The commissioner has said that he will use the “strongest powers available to him”, and serve Enforcement Notices on 17 construction firms that paid Ian Kerr’s firm, Consulting Association, to vet potential workers.

The ICO has written to the firms with preliminary Enforcement Notices which outline that they unfairly obtained personal data from Kerr. Formal enforcement action is expected to follow shortly, subject to any representations made by the companies.

Earlier this year the ICO uncovered evidence at Kerr’s premises that named 40 construction firms subscribed to Kerr’s system for a £3,000 annual fee.

The ICO found that Kerr's firm held details on 3,213 construction workers and traded their personal details for profit. The operation ran from the 1970s until the ICO seized the information from TCA’s premises on 2 March 2009.

Kerr pleaded guilty to preaching the Data Protection Act at Macclesfield Magistrates Court in May this year.
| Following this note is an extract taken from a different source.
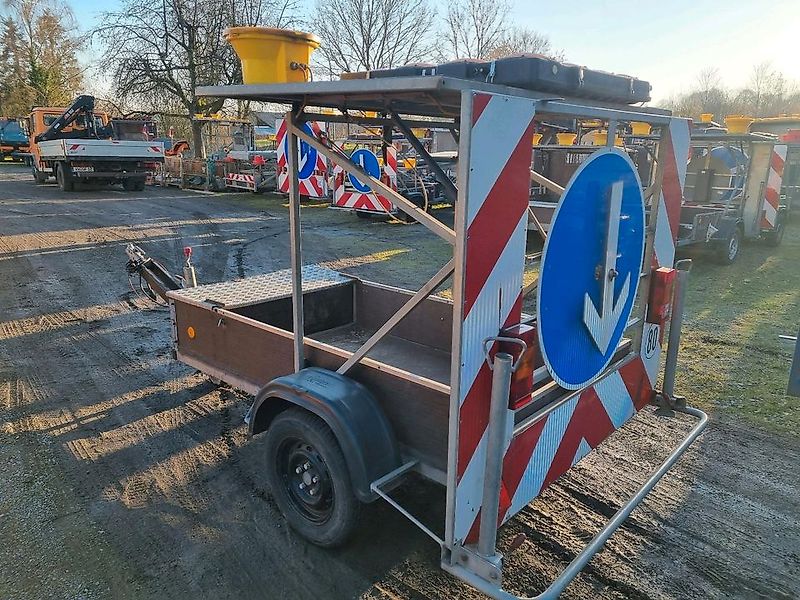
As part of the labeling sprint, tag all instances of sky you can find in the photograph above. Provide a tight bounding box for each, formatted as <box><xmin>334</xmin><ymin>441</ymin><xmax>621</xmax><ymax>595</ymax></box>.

However the case was moved to the Crown Court as magistrates felt the maximum fine of £5,000 they could levy was “wholly inadequate”.

Kerr was sentenced at Knutsford Crown Court this week, fined £5,000 and over £1,000 in costs.

Knutsford Crown Court heard that construction firms had paid Consulting Association £478,937 between April 2006 and February 2009.

David Smith, deputy information commissioner, said: “Ian Kerr colluded with construction firms for many years flouting the Data Protection Act and ignoring people’s privacy rights. Trading people’s personal details in this way is unlawful and we are determined to stamp out this type of activity. Kerr’s covert operation denied people their information rights under the Data Protection Act. We all have important rights under the Act that enable us to check what information is held about us and to make sure it is accurate.”

The ICO revealed that it has received over 1,827 enquiries from members of the public and as a result over 120 individuals who appeared on the database have now had their information returned to them.